Hernandez trotted across the plate on a Mitch Moreland double to left, and Christian Vazquez drove in Moreland with a ground-rule double down the right-field line. Vazquez eventually scampered home and tied the game, 5-5, on a passed ball.
The game remained deadlocked, with both sides held scoreless through the 12th inning. When the Giants finally broke through with a run in the 13th, the Red Sox quickly answered with one of their own when Giants righty Kyle Barraclough issued a bases-loaded walk to pinch hitter Juan Centeno in the bottom of the inning.

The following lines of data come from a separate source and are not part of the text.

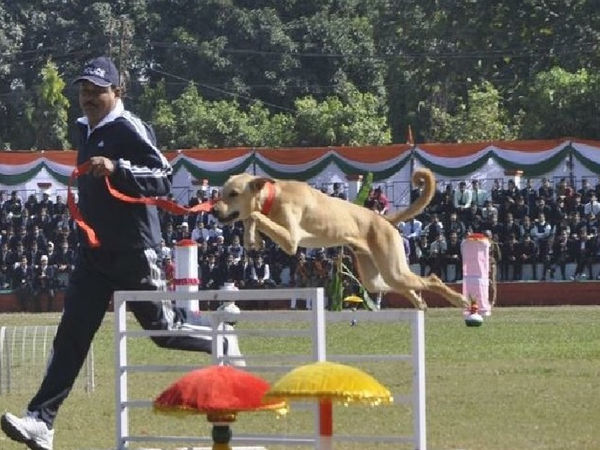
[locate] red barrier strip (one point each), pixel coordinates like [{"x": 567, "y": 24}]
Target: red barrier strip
[{"x": 162, "y": 203}]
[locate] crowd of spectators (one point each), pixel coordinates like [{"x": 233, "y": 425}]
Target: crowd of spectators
[
  {"x": 548, "y": 226},
  {"x": 545, "y": 227}
]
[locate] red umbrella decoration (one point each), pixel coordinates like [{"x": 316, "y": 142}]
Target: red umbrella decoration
[{"x": 220, "y": 392}]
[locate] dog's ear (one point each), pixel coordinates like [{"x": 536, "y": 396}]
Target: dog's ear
[{"x": 257, "y": 184}]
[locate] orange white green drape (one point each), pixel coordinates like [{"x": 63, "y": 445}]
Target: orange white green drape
[{"x": 557, "y": 157}]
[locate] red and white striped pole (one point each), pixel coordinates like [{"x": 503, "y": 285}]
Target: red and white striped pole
[{"x": 186, "y": 272}]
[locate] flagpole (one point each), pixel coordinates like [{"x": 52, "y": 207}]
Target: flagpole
[{"x": 411, "y": 141}]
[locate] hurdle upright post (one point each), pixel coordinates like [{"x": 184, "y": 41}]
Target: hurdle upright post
[
  {"x": 418, "y": 355},
  {"x": 122, "y": 416}
]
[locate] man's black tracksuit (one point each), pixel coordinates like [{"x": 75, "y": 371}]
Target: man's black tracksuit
[{"x": 126, "y": 258}]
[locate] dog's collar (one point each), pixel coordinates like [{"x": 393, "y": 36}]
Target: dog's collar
[{"x": 268, "y": 204}]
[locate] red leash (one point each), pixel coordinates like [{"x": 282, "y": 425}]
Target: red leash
[{"x": 162, "y": 203}]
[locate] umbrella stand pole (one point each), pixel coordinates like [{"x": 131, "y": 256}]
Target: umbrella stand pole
[
  {"x": 221, "y": 434},
  {"x": 325, "y": 423}
]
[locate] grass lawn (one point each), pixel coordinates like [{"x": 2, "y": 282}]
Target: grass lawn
[{"x": 529, "y": 378}]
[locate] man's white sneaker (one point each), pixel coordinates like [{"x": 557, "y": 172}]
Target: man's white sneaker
[{"x": 29, "y": 430}]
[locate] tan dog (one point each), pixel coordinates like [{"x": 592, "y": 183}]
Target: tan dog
[{"x": 294, "y": 214}]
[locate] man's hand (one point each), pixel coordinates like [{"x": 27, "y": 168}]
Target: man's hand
[{"x": 101, "y": 166}]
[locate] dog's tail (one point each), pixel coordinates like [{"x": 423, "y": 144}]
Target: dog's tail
[{"x": 420, "y": 176}]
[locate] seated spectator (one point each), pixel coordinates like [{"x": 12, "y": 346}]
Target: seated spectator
[
  {"x": 510, "y": 253},
  {"x": 60, "y": 208},
  {"x": 527, "y": 254},
  {"x": 434, "y": 228},
  {"x": 497, "y": 193},
  {"x": 526, "y": 227},
  {"x": 44, "y": 283},
  {"x": 232, "y": 272},
  {"x": 556, "y": 254},
  {"x": 511, "y": 191},
  {"x": 583, "y": 252},
  {"x": 183, "y": 232},
  {"x": 195, "y": 201},
  {"x": 563, "y": 189},
  {"x": 541, "y": 207},
  {"x": 576, "y": 206},
  {"x": 303, "y": 271},
  {"x": 337, "y": 191},
  {"x": 520, "y": 209},
  {"x": 22, "y": 283},
  {"x": 575, "y": 224},
  {"x": 5, "y": 273},
  {"x": 478, "y": 195},
  {"x": 472, "y": 214},
  {"x": 34, "y": 254},
  {"x": 453, "y": 257},
  {"x": 214, "y": 230},
  {"x": 51, "y": 253},
  {"x": 211, "y": 273},
  {"x": 200, "y": 233},
  {"x": 35, "y": 235},
  {"x": 509, "y": 227},
  {"x": 586, "y": 190},
  {"x": 411, "y": 229},
  {"x": 65, "y": 262},
  {"x": 462, "y": 200},
  {"x": 203, "y": 252},
  {"x": 507, "y": 206},
  {"x": 559, "y": 212},
  {"x": 31, "y": 203},
  {"x": 593, "y": 206},
  {"x": 528, "y": 194},
  {"x": 14, "y": 208},
  {"x": 236, "y": 249},
  {"x": 541, "y": 232},
  {"x": 493, "y": 225},
  {"x": 44, "y": 222},
  {"x": 488, "y": 210},
  {"x": 261, "y": 275},
  {"x": 437, "y": 252},
  {"x": 546, "y": 191},
  {"x": 455, "y": 226},
  {"x": 592, "y": 222}
]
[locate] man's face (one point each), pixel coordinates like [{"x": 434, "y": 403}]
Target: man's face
[{"x": 96, "y": 101}]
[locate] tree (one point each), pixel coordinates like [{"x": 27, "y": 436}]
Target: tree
[
  {"x": 482, "y": 118},
  {"x": 562, "y": 103},
  {"x": 48, "y": 114},
  {"x": 357, "y": 121}
]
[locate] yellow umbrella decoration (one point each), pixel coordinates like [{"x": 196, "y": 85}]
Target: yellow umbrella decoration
[{"x": 329, "y": 382}]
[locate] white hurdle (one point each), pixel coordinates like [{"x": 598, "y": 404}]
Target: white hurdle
[{"x": 317, "y": 318}]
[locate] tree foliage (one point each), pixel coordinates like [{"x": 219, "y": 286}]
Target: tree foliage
[{"x": 316, "y": 72}]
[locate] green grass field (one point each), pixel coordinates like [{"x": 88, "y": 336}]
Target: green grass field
[{"x": 529, "y": 378}]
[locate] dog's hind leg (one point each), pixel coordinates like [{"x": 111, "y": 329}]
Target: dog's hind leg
[
  {"x": 368, "y": 273},
  {"x": 282, "y": 236},
  {"x": 391, "y": 262}
]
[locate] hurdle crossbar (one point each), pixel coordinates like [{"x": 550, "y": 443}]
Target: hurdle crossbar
[{"x": 317, "y": 317}]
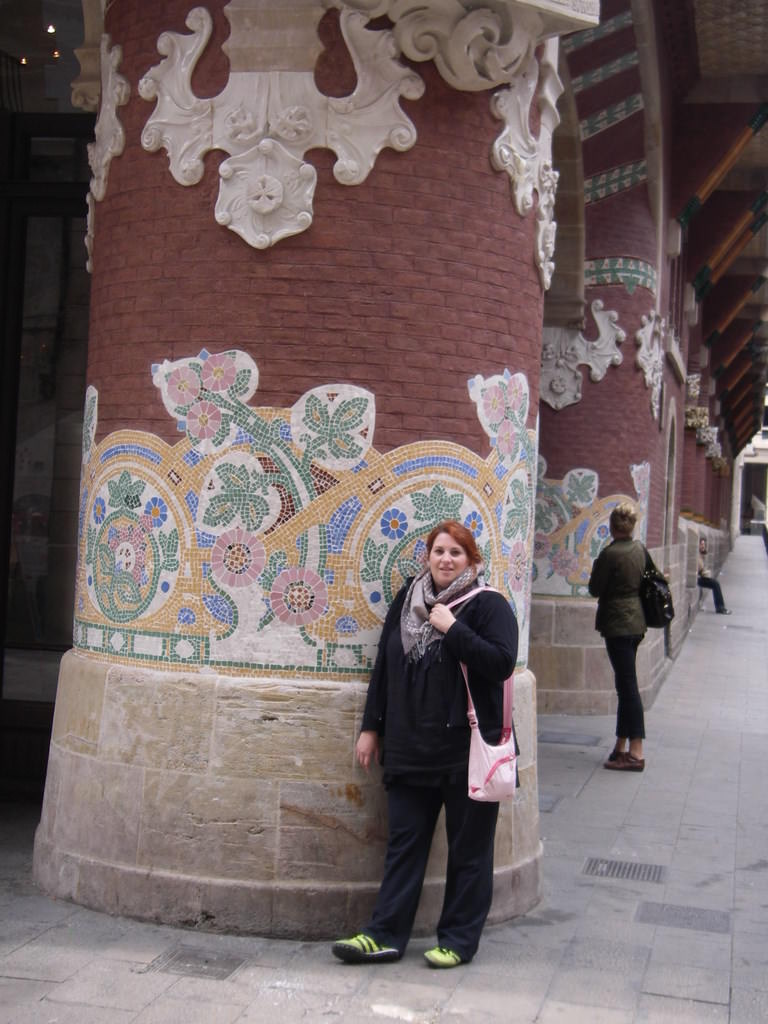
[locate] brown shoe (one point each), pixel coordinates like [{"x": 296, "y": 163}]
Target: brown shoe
[{"x": 626, "y": 762}]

Finally, the Giants forged the decisive run in the 15th inning against the 11th Red Sox pitcher of the night, Trevor Kelley. Donovan Solano blooped a ground-rule double down the right-field line, moved to third on a wild pitch, and scored on an Alex Dickerson sac fly. Dereck Rodriguez, who’d entered in the 14th inning, then delivered a second straight scoreless frame to close out the win.
Advertisement
The loss dropped the Sox to 79-71 on the season and a puzzling 36-38 at Fenway, one of many riddles that has kept Cora and his team vexed for the better part of six months.